TOKYO -- Japan's cabinet is set to approve Tuesday a coronavirus stimulus package worth close to $1 trillion, which includes grants of up to 2 million yen, or $18,350, for small and midsize businesses whose revenue has fallen by more than half.
The 108 trillion yen package comes to roughly 20% of the nation's GDP and is roughly half the size of the U.S. stimulus -- a huge step for an economy a quarter the size of America's.
Direct cash payments to affected households and businesses will start going out in May.
"We will pay more than 6 trillion yen in cash benefits to families and small and midsize businesses facing severe hardship" as well as protect jobs, Prime Minister Shinzo Abe told reporters Monday.
A centerpiece of the initial "emergency support" phase of the bill is payments of 300,000 yen -- about $2,760 -- to families losing income to the outbreak in one of the months between February and June. Better-off households will qualify only if the head of household's monthly income falls by at least half.

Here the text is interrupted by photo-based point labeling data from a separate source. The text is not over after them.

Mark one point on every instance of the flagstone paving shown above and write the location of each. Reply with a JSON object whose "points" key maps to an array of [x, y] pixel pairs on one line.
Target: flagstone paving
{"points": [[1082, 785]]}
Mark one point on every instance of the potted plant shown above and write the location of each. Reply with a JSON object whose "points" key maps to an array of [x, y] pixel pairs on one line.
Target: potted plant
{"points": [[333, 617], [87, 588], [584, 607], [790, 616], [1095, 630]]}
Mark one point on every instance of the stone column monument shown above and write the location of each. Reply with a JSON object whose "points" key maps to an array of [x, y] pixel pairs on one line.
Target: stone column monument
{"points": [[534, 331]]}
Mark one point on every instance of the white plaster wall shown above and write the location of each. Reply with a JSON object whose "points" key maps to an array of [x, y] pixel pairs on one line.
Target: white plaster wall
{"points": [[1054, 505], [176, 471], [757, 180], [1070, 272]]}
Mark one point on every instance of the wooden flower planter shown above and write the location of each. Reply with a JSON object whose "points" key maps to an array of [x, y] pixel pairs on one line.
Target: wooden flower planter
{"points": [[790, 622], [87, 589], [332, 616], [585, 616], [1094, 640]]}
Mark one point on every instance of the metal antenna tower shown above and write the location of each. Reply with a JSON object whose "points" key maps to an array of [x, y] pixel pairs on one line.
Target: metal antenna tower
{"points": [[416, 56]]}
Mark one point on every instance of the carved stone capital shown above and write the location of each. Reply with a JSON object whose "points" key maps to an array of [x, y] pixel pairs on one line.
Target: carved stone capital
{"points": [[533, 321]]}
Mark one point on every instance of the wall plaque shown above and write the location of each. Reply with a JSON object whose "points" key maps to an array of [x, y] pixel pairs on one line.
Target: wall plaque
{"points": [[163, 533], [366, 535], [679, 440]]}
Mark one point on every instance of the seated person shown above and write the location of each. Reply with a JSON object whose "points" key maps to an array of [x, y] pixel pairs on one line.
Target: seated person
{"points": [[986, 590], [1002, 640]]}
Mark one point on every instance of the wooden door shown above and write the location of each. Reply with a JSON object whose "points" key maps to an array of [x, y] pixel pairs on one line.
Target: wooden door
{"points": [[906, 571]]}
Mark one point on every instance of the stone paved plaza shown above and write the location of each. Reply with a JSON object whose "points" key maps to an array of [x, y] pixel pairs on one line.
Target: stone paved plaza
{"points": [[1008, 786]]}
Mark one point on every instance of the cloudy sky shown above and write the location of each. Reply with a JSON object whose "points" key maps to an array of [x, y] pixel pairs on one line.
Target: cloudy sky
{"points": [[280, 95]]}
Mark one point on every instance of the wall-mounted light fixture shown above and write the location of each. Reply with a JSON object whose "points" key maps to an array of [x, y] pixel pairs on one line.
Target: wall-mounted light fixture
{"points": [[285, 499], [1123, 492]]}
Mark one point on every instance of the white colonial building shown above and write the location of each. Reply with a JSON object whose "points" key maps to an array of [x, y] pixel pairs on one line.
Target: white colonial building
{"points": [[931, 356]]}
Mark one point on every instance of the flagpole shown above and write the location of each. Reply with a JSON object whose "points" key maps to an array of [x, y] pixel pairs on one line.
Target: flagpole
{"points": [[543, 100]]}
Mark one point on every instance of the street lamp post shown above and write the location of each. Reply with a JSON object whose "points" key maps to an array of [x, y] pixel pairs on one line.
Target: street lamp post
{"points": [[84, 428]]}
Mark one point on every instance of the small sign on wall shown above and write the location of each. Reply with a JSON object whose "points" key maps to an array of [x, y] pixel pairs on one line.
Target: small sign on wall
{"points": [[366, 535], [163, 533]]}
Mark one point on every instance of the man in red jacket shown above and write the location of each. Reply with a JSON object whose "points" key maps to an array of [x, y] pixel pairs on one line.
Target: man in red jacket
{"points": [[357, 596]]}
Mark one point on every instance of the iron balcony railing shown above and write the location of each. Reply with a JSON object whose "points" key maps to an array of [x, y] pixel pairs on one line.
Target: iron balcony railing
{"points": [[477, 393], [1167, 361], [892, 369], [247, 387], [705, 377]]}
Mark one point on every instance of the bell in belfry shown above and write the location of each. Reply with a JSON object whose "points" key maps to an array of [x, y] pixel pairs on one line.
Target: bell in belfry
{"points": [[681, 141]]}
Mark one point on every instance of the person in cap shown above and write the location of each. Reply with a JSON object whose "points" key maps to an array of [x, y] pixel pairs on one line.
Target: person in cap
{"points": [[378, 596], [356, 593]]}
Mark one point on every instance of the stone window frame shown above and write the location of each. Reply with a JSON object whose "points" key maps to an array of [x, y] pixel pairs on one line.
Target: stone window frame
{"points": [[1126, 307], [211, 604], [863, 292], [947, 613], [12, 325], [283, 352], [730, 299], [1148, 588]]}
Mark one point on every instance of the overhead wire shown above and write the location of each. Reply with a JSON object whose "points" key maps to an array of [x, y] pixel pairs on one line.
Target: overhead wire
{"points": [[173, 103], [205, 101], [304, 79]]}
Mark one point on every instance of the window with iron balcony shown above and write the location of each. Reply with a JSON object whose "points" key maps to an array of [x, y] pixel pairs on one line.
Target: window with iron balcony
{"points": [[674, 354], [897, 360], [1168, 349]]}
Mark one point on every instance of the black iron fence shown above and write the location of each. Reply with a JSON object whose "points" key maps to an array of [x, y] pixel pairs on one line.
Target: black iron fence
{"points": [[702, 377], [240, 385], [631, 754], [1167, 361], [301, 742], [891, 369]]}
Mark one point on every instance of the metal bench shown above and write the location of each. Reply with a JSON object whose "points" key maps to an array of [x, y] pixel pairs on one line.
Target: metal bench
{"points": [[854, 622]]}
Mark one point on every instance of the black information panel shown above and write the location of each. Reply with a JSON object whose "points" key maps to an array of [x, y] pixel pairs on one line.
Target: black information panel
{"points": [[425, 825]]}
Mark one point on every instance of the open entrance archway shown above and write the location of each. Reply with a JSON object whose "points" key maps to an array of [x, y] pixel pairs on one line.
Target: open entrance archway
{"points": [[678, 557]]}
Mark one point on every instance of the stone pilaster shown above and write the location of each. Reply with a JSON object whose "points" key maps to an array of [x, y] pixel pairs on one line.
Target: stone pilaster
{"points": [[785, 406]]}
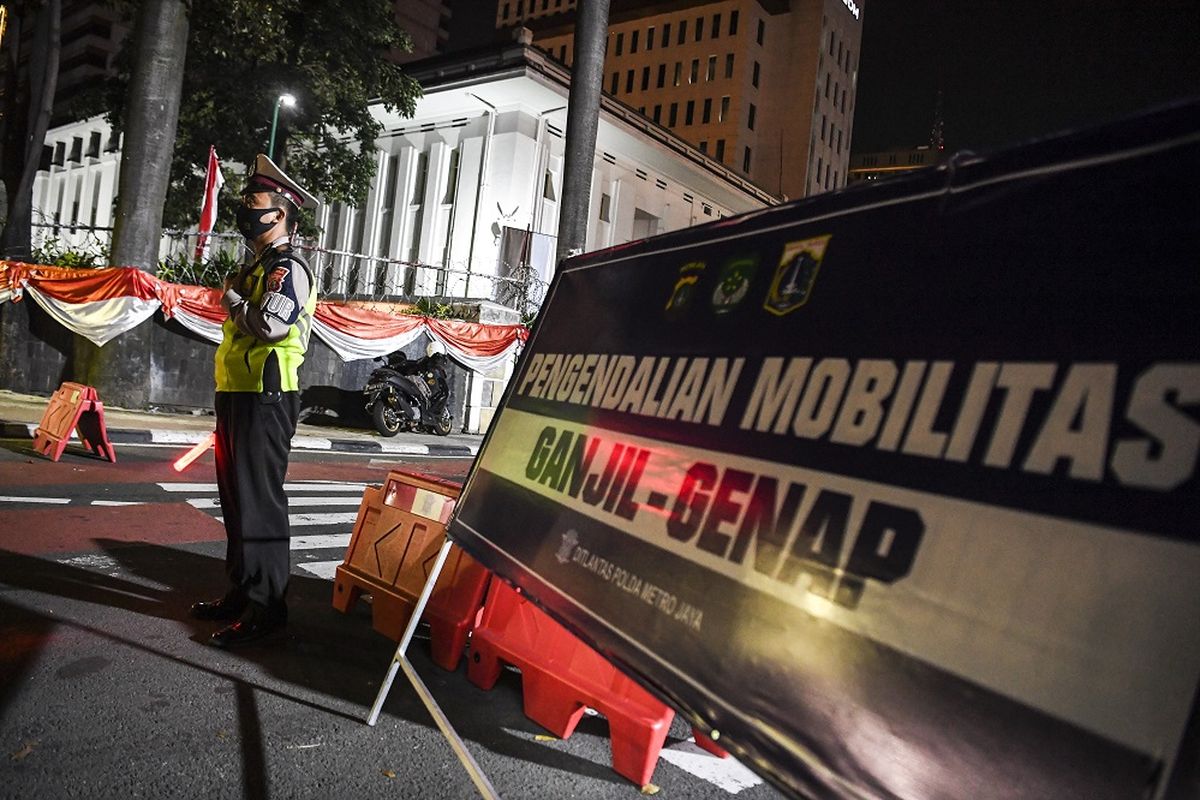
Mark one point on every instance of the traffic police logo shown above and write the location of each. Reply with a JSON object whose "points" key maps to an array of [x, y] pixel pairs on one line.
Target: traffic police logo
{"points": [[684, 289], [795, 276], [735, 283]]}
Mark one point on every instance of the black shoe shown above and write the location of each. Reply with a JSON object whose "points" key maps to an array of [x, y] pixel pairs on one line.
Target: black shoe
{"points": [[256, 624], [226, 608]]}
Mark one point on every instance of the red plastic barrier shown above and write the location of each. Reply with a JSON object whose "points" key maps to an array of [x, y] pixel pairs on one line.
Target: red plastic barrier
{"points": [[562, 677], [73, 407], [397, 534]]}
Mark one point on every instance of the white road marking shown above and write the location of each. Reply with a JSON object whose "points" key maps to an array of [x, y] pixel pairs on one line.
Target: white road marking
{"points": [[215, 503], [304, 519], [723, 773], [40, 500], [324, 486], [327, 570], [319, 542]]}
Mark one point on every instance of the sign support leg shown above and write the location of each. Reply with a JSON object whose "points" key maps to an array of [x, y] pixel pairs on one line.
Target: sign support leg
{"points": [[400, 661]]}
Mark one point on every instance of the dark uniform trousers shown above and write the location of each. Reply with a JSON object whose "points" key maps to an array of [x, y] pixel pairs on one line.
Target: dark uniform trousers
{"points": [[253, 438]]}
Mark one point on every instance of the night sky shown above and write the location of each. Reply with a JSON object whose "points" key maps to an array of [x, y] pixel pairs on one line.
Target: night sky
{"points": [[1011, 70]]}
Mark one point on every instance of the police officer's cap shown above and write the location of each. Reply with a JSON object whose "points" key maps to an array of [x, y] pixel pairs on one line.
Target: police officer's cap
{"points": [[269, 178]]}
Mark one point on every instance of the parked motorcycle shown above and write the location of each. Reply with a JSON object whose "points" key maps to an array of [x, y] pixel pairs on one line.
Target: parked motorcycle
{"points": [[406, 395]]}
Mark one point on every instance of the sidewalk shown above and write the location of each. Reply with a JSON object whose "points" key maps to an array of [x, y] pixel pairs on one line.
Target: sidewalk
{"points": [[19, 415]]}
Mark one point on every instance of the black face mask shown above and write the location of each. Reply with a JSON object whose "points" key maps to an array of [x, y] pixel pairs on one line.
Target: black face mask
{"points": [[250, 222]]}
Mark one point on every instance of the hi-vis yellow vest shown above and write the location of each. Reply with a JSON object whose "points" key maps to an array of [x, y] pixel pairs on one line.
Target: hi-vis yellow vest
{"points": [[240, 356]]}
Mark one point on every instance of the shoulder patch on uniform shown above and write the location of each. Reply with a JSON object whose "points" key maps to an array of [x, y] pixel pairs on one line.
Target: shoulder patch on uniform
{"points": [[275, 278]]}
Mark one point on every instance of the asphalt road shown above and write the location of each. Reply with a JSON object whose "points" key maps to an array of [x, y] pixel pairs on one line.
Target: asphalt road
{"points": [[107, 687]]}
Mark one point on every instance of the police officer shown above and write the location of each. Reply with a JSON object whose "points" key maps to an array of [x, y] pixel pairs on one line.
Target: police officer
{"points": [[270, 304]]}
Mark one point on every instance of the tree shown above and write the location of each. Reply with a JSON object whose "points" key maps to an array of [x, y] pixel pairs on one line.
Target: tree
{"points": [[27, 114], [243, 54]]}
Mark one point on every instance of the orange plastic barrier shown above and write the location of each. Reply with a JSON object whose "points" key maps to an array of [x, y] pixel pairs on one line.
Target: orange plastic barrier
{"points": [[397, 534], [561, 677], [73, 407]]}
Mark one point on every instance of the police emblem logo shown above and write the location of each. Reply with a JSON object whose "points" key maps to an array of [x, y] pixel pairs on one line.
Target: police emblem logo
{"points": [[792, 284], [684, 289], [733, 283], [275, 280]]}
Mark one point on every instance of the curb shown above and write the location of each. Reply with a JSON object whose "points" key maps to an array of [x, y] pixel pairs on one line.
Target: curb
{"points": [[305, 443]]}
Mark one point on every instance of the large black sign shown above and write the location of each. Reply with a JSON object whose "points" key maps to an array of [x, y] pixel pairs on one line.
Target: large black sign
{"points": [[895, 488]]}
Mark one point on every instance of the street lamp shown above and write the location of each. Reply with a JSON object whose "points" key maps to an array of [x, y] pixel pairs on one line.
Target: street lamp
{"points": [[282, 100]]}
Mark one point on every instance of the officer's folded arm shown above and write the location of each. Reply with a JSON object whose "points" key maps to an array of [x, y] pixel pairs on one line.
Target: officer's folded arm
{"points": [[255, 322]]}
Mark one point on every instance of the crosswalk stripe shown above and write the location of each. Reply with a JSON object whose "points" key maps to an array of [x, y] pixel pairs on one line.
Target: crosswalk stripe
{"points": [[215, 503], [40, 500], [304, 519], [325, 570], [202, 488]]}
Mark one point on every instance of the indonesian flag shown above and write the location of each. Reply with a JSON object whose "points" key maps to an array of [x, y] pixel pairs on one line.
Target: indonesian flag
{"points": [[213, 184]]}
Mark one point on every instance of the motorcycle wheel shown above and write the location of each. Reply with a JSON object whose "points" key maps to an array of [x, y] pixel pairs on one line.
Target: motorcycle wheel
{"points": [[387, 421], [443, 426]]}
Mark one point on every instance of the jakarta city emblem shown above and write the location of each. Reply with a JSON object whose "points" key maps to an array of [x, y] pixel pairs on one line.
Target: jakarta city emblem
{"points": [[792, 284]]}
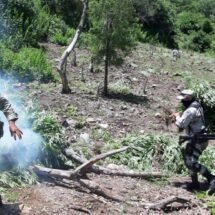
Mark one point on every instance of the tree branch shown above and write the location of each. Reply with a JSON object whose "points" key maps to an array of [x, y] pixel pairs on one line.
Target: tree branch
{"points": [[87, 165]]}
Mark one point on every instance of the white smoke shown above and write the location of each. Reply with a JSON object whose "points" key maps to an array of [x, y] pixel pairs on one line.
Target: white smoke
{"points": [[20, 152]]}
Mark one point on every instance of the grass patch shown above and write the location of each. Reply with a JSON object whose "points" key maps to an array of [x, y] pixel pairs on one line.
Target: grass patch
{"points": [[149, 152]]}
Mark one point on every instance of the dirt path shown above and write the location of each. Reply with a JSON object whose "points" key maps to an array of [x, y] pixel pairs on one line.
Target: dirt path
{"points": [[48, 199], [141, 113]]}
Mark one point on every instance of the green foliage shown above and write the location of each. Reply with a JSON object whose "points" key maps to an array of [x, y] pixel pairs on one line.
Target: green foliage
{"points": [[150, 152], [54, 141], [16, 178], [157, 18], [27, 64], [71, 111], [195, 31], [207, 158], [31, 22], [205, 94], [121, 33]]}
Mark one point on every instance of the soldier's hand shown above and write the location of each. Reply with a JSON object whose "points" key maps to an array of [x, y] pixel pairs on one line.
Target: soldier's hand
{"points": [[14, 130]]}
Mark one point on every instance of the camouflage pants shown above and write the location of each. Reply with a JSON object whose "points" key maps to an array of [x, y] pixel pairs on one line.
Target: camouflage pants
{"points": [[191, 154]]}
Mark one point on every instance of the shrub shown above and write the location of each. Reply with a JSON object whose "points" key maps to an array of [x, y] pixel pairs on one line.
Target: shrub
{"points": [[26, 65], [54, 142], [205, 94], [150, 152]]}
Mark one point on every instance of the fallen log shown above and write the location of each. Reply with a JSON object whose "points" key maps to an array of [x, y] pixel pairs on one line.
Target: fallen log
{"points": [[95, 188], [85, 166], [164, 202], [71, 154]]}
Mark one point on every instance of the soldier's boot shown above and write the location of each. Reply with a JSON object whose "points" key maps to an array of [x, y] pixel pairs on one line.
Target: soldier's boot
{"points": [[211, 181], [1, 203], [194, 185]]}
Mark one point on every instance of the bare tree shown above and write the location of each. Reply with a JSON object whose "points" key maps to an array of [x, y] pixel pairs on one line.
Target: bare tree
{"points": [[61, 67]]}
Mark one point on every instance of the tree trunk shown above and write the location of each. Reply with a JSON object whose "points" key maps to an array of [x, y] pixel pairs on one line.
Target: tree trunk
{"points": [[107, 54], [61, 67], [106, 68]]}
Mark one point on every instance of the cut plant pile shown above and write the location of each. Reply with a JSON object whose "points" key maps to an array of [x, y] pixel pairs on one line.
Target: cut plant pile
{"points": [[141, 91]]}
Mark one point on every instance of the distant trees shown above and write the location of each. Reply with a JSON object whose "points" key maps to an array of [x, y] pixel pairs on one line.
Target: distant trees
{"points": [[157, 18], [113, 32]]}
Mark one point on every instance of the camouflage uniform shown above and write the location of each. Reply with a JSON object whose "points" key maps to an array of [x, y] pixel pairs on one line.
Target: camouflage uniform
{"points": [[192, 120], [8, 111]]}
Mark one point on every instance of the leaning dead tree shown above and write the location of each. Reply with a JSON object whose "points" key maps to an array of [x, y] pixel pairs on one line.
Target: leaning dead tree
{"points": [[79, 174], [61, 67]]}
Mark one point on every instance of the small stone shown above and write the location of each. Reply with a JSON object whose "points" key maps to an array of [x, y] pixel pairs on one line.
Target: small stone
{"points": [[90, 120], [158, 115], [69, 122], [85, 138]]}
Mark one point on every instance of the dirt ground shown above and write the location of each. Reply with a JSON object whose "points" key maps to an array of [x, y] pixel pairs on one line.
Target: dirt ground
{"points": [[49, 198], [155, 82]]}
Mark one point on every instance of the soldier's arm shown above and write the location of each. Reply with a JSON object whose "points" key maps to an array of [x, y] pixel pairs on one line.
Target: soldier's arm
{"points": [[8, 111], [11, 116]]}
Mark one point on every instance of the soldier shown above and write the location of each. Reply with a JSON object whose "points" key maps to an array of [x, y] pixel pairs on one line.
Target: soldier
{"points": [[11, 116], [192, 120]]}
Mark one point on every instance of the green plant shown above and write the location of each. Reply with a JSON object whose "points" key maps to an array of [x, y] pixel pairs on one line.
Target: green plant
{"points": [[81, 123], [100, 134], [27, 64], [54, 142], [16, 178], [59, 39], [113, 32], [148, 152], [71, 111]]}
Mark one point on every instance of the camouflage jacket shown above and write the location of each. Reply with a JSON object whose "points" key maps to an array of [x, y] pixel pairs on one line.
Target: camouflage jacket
{"points": [[6, 108], [192, 119]]}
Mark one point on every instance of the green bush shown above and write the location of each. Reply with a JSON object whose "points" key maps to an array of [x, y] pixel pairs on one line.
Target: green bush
{"points": [[54, 141], [27, 64], [150, 152], [16, 178], [59, 39], [205, 94]]}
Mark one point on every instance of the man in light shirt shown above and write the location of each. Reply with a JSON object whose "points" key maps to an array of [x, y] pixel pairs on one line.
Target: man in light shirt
{"points": [[11, 116]]}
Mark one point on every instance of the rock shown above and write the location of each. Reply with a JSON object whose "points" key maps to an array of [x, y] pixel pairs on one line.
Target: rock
{"points": [[90, 120], [85, 138], [105, 126], [69, 123], [123, 107], [154, 86], [157, 115]]}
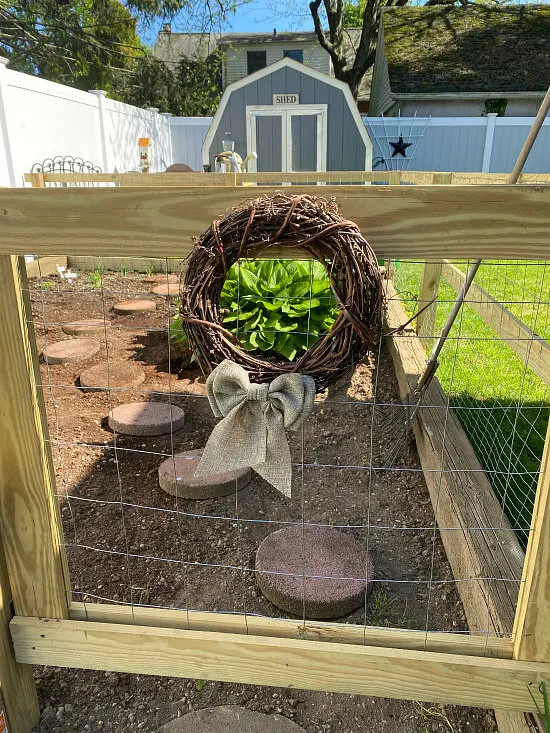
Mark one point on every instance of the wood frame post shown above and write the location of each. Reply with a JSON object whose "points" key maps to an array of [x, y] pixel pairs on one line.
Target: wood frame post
{"points": [[532, 623], [37, 180], [429, 289], [30, 525], [18, 699]]}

The package aims to mitigate the damage from measures aimed at curbing the spread of the virus, which have wreaked economic havoc elsewhere in the world. The impact looks certain to expand in Japan as Abe prepares to declare a state of emergency as early as Tuesday, targeting major population centers such as Tokyo and Osaka.
While the planned payments have been cheered by the public, red tape may delay the distribution of the cash, with some observers fearing that it may not get to households until summer.
To receive the payments, households must submit documentation of the lost income to municipal governments.
This contrasts with a U.K. plan announced in March to pay 80% of freelance workers' average monthly income, up to 2,500 pounds ($3,060) per month for three months, if they earned 50,000 pounds or less annually on average over the past three years. Distribution is set to begin in June.
Notably, workers do not have to make the first move under the British plan. The government will determine eligibility based on tax returns and ask those who qualify if they wish to apply. If they do, the money will be sent to their bank accounts via direct deposit.
Unlike the U.K., where tax and social security information is centralized, Japan needs to have municipal governments check tax records to determine household income, and individuals must grant consent before their information can be accessed. Given these limitations, Tokyo sees self-reporting as a way to speed up the process.
Households will also see monthly child allowances boosted by 10,000 yen per child.
For struggling businesses, the stimulus offers up to 2 million yen to small and midsize companies and up to 1 million yen to self-employed workers. If revenue has dropped by more than half, these businesses will be eligible for grants that cover the losses.
The stimulus will also set up a framework for unsecured, essentially interest-free loans through private-sector lenders, as well as provide for a one-year tax grace period.
A portion of the 108 trillion yen will go toward the fight against the pandemic, including plans to triple Japan's stockpile of Avigan, a flu drug that has shown promise as a potential treatment. The government also looks to add beds at hospitals designated to handle infectious diseases and support increased production of ventilators.
The second half of the stimulus package -- the "V-shaped recovery" phase -- aims to boost demand after the outbreak for tourism, transportation, restaurants and events. The government will cover half the cost of domestic travel and distribute coupons for use at tourism facilities.